L-NAME effects. During endotoxemia (LPS + L-NAME, group 1), the injection of L-NAME caused further reductions in liver perfusion by 50%, and maximal effects were observed after 15 min (Qpv from 320 ± 30 to 160 ± 20 ml/min and Qha from 100 ± 20 to 50 ± 10 ml/min, P < 0.05; Fig. 2). Compared with measurements before endotoxin infusion was started, liver blood flow was reduced by two-thirds. There was no further change in hepatic arterial fractional flow after L-NAME injection (Fig. 3).

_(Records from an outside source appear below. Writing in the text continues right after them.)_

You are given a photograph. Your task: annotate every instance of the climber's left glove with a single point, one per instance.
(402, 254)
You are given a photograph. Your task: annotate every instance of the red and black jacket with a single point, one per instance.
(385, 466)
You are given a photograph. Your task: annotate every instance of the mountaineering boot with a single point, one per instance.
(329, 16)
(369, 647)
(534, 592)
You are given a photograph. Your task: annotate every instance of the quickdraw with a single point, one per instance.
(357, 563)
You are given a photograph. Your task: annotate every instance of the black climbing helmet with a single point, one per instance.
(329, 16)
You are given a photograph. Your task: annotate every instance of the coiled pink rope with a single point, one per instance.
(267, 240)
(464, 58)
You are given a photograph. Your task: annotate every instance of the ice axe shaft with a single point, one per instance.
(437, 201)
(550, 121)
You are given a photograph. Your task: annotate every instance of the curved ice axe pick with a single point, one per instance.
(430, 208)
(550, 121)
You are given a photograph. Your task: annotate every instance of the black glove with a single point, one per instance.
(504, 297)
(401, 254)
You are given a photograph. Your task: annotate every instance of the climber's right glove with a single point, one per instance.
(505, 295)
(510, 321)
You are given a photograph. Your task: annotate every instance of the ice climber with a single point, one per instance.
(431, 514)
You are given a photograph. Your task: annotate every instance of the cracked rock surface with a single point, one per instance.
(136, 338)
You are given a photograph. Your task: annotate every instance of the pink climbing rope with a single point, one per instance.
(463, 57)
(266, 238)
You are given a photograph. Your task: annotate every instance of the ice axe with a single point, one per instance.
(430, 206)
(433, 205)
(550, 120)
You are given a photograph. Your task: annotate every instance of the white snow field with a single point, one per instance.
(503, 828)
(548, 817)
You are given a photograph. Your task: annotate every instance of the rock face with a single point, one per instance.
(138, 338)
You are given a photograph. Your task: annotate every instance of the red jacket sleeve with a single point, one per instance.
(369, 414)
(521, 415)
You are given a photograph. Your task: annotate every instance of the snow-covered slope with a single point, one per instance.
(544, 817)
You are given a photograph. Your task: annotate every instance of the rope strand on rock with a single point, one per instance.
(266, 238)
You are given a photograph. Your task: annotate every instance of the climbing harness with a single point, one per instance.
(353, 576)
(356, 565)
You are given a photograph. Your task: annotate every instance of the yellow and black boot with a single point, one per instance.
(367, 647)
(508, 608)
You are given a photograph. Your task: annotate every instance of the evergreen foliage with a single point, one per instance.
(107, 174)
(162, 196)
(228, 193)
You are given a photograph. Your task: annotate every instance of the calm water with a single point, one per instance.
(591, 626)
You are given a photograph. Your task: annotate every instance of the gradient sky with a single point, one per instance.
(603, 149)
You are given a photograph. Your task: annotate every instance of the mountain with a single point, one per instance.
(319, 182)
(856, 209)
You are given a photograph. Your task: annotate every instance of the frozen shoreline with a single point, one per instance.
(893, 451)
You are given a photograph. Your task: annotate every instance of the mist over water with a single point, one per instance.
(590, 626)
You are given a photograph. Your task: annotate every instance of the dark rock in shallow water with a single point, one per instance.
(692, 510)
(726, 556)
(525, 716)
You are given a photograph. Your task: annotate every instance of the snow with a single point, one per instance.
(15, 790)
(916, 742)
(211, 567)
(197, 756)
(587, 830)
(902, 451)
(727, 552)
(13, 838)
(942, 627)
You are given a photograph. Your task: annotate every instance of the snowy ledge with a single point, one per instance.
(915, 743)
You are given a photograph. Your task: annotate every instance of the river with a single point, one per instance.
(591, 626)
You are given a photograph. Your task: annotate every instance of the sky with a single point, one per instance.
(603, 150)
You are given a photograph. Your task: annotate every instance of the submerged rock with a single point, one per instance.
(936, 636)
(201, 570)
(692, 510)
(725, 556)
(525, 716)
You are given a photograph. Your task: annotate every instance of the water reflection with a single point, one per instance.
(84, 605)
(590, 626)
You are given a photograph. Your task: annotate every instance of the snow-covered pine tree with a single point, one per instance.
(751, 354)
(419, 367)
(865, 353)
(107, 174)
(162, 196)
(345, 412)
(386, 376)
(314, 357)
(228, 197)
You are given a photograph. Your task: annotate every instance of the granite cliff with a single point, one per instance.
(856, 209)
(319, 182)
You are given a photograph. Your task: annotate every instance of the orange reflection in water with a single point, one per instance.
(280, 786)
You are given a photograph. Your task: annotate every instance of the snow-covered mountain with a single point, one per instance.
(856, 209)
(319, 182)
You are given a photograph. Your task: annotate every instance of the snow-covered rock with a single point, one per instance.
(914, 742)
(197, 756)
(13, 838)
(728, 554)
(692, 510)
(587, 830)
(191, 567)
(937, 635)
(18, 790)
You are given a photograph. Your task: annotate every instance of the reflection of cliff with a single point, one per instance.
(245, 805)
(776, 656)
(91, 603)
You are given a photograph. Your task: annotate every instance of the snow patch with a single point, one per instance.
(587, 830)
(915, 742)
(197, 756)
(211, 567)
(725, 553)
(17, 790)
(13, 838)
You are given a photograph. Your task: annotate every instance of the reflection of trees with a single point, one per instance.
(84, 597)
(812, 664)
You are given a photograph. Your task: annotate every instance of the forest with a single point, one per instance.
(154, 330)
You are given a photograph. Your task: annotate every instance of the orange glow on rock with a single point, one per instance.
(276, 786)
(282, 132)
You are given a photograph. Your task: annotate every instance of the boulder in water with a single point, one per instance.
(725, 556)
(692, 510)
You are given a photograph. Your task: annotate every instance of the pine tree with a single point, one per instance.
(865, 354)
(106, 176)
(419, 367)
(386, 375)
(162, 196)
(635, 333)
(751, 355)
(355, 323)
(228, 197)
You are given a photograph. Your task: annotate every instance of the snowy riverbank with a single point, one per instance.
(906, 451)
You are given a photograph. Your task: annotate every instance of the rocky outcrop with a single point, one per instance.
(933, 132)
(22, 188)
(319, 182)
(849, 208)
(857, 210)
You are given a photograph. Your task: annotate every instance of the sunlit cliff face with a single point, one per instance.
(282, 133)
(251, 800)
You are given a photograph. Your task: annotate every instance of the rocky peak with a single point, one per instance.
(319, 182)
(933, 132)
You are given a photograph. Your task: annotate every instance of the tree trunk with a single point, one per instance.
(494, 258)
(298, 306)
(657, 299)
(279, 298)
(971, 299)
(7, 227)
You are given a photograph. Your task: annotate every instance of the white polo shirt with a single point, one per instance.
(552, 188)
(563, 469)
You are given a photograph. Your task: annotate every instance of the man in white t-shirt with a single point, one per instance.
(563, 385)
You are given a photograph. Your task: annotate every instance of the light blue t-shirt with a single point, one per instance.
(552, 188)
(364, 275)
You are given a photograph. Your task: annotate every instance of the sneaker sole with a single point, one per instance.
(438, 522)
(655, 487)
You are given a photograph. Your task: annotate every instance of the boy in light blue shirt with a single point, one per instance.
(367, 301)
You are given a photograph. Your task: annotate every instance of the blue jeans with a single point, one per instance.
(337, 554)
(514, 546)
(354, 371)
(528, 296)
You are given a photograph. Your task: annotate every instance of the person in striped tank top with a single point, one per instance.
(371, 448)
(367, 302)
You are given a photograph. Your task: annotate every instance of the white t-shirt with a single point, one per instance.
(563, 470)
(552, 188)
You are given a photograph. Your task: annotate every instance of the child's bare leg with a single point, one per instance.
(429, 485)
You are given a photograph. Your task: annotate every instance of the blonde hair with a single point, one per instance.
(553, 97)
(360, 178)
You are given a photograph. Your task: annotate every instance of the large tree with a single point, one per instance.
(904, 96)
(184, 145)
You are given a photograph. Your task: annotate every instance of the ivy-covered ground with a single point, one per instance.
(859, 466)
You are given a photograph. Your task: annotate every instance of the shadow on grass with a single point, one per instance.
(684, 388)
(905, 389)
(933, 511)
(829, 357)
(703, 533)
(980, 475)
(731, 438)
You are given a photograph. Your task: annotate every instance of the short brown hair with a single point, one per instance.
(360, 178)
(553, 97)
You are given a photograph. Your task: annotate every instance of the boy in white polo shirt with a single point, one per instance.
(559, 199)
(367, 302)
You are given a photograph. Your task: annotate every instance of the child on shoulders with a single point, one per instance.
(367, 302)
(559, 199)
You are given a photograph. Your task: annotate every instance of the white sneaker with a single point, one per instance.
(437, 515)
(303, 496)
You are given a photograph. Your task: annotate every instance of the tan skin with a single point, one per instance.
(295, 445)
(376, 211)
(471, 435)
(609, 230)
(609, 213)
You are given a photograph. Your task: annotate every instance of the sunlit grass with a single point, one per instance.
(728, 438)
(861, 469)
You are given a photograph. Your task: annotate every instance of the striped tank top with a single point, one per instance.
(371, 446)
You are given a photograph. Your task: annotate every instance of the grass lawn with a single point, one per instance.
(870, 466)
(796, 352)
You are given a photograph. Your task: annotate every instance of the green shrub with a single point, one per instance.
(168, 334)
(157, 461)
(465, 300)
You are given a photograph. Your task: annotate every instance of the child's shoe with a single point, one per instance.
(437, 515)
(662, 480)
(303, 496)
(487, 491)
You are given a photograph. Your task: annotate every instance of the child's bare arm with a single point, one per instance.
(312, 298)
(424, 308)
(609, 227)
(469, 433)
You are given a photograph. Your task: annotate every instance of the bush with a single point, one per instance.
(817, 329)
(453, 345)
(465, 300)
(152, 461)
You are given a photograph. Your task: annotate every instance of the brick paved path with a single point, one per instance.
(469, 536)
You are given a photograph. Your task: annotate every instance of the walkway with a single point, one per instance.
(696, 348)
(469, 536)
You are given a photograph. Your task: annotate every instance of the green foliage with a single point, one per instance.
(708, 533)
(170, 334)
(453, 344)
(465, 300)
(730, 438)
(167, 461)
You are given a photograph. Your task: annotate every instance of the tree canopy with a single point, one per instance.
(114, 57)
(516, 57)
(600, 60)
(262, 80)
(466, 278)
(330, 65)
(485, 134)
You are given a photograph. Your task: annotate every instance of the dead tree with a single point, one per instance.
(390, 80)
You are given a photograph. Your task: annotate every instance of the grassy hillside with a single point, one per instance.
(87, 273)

Similarly, in the absence of endotoxin (NaCl + L-NAME, group 3), L-NAME reduced liver perfusion by 50% (P < 0.05, data not shown).

Changes in Blood Gases and Hepatic Oxygen Metabolism

In the saline control group (group 4), there were no significant changes in blood gases or oxygen metabolism.

Endotoxin effects. Continuous infusion of endotoxin caused within 3 h a reduction in DO2H from 56 ± 4 to 30 ± 5 ml/min (P < 0.05, Fig. 4). The hepatic oxygen extraction ratio increased from 0.29 ± 0.07 to 0.68 ± 0.04 (P < 0.05), and VO2H remained unchanged (from 18 ± 4 to 21 ± 4 ml/min, not significant; see Table 4). The increased extraction ratio was mirrored by a decrease in hepatic venous PO2 from 31.9 ± 2.1 to 15.8 ± 2.7 mmHg (P < 0.05; see Table 3).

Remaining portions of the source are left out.